Efficient Chimeric Antigen Receptor T-Cell Generation Starting with Leukoreduction System Chambers of Thrombocyte Apheresis Sets

Stefani Xhaxho; Linping Chen-Wichmann; Sophie Kreissig; Roland Windisch; Adrian Gottschlich; Sayantan Nandi; Sophie Schabernack; Irmgard Kohler; Christian Kellner; Sebastian Kobold; Andreas Humpe; Christian Wichmann

doi:10.1159/000532130

Efficient Chimeric Antigen Receptor T-Cell Generation Starting with Leukoreduction System Chambers of Thrombocyte Apheresis Sets

Transfus Med Hemother. 2023 Aug 30;51(2):111-118. doi: 10.1159/000532130. eCollection 2024 Apr.

Affiliations

¹ Division of Transfusion Medicine, Cell Therapeutics and Haemostaseology, University Hospital, LMU Munich, Munich, Germany.
² Division of Clinical Pharmacology, Department of Medicine IV, University Hospital, LMU Munich, Munich, Germany.
³ Einheit für Klinische Pharmakologie (EKLiP), Helmholtz Munich, Research Center for Environmental Health (HMGU), Neuherberg, Germany.
⁴ German Cancer Consortium (DKTK), Partner Site Munich, Munich, Germany.

Abstract

Introduction: Primary human blood cells represent an essential model system to study physiology and disease. However, human blood is a limited resource. During healthy donor plateletpheresis, the leukoreduction system chamber (LRSC) reduces the leukocyte amount within the subsequent platelet concentrate through saturated, fluidized, particle bed filtration technology. Normally, the LRSC is discarded after apheresis is completed. Compared to peripheral blood, LRSC yields 10-fold mononuclear cell concentration.

Methods: To explore if those retained leukocytes are attractive for research purposes, we isolated CD3+ T cells from the usually discarded LRSCs via density gradient centrifugation in order to manufacture CD19-targeted chimeric antigen receptor (CAR) T cells.

Results: Immunophenotypic characterization revealed viable and normal CD4+ and CD8+ T-cell populations within LRSC, with low CD19+ B cell counts. Magnetic-activated cell sorting (MACS) purified CD3+ T cells were transduced with CD19 CAR-encoding lentiviral self-inactivating vectors using concentrated viral supernatants. Robust CD19 CAR cell surface expression on transduced T cells was confirmed by flow cytometry. CD19 CAR T cells were further enriched through anti-CAR MACS, yielding 80% CAR+ T-cell populations. In vitro CAR T cell expansion to clinically relevant numbers was achieved. To prove functionality, CAR T cells were co-incubated with the human CD19+ B cell precursor leukemia cell line Nalm6. Compared to unmodified T cells, CD19 CAR T cells effectively eradicated Nalm6 cells.

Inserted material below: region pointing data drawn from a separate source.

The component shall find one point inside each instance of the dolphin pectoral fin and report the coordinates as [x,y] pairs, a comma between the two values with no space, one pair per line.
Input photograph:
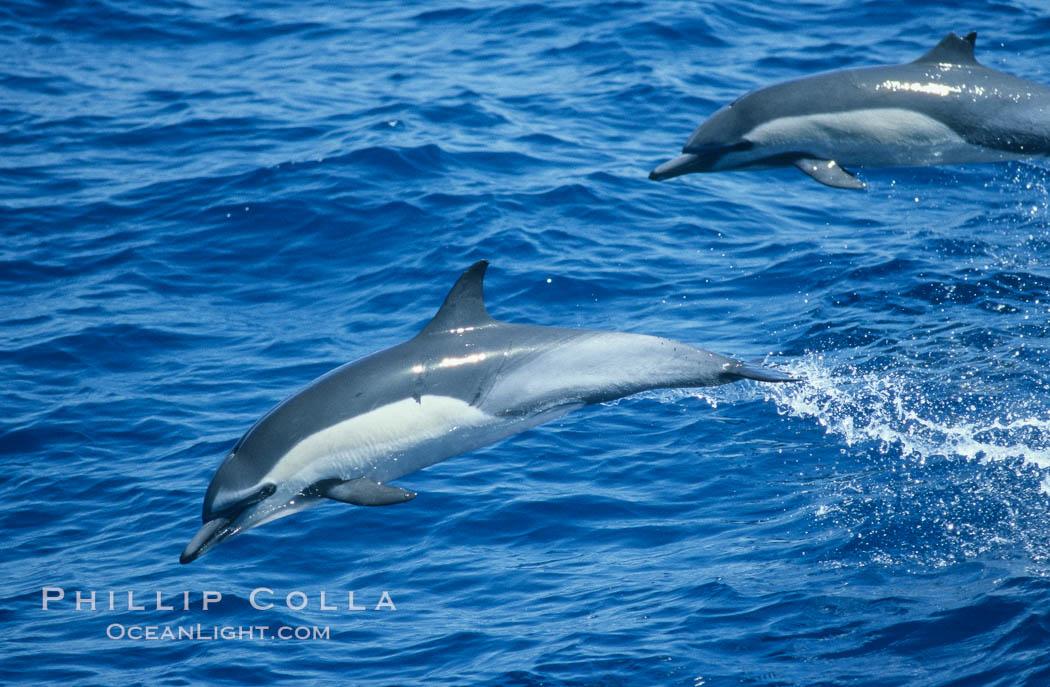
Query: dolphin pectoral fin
[828,173]
[364,492]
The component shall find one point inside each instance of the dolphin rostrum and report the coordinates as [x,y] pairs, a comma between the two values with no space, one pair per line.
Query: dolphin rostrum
[944,108]
[464,381]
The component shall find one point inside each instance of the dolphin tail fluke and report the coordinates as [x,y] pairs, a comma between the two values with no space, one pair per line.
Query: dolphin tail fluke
[754,371]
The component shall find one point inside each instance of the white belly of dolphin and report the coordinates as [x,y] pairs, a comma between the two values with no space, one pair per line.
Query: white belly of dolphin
[870,138]
[391,433]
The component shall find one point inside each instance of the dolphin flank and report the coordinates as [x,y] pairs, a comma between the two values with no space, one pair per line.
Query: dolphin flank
[944,108]
[464,381]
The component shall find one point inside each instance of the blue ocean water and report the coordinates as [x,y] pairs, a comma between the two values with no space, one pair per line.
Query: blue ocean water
[204,206]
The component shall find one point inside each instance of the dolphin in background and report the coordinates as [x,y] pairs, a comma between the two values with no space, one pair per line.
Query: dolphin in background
[944,108]
[464,381]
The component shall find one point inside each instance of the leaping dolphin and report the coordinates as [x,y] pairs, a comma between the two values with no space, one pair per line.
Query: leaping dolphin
[464,381]
[944,108]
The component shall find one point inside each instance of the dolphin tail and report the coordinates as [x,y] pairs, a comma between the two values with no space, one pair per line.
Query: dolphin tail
[755,371]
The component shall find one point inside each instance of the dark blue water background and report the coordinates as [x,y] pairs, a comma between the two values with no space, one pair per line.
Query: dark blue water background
[204,206]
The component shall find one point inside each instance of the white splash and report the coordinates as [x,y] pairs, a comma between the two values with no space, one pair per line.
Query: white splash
[895,411]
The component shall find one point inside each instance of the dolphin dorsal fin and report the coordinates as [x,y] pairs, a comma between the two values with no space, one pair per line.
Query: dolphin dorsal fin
[465,304]
[952,49]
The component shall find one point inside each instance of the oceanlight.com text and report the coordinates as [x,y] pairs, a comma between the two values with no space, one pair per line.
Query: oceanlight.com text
[198,632]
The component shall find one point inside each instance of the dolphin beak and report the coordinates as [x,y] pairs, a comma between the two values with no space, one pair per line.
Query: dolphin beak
[209,535]
[678,166]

Conclusion: Taken together, we can show that lymphocytes isolated from LRSCs of plateletpheresis sets can be efficiently used for the generation of functional CAR T cells for experimental purposes.

Keywords: Cell therapy; Chimeric antigen receptor T cell; Leukoreduction system chamber; T cell.

Grants and funding

C.W. is supported by a research grant from the Else Kröner-Fresenius-Stiftung (2021_EKFS.92) and Stiftung Transfusionsmedizin und Immunhämatologie (26092022). S.K. is supported by “i-Target: immunotargeting of cancer” (funded by the Elite Network of Bavaria), Melanoma Research Alliance (Grant No. 409510 to S. Kobold), Marie Sklodowska-Curie Training Network for Optimizing Adoptive T Cell Therapy of Cancer (funded by the Horizon 2020 programme of the European Union; Grant No. 955575), Else Kröner-Fresenius-Stiftung, German Cancer Aid, the Wilhelm-Sander-Stiftung, Ernst Jung Stiftung, Institutional Strategy LMU excellent of LMU Munich (within the framework of the German Excellence Initiative), the Go-Bio-Initiative, the m4-Award of the Bavarian Ministry for Economic Affairs, Bundesministerium für Bildung und Forschung, European Research Council (Starting Grant No. 756017 and PoC Grant No. 101100460), Deutsche Forschungsgemeinschaft (DFG; KO5055-2-1 and 510821390), by the SFB-TRR 338/1 2021–452881907, Fritz-Bender Foundation, Deutsche José Carreras Leukämie Stiftung, and Hector Foundation.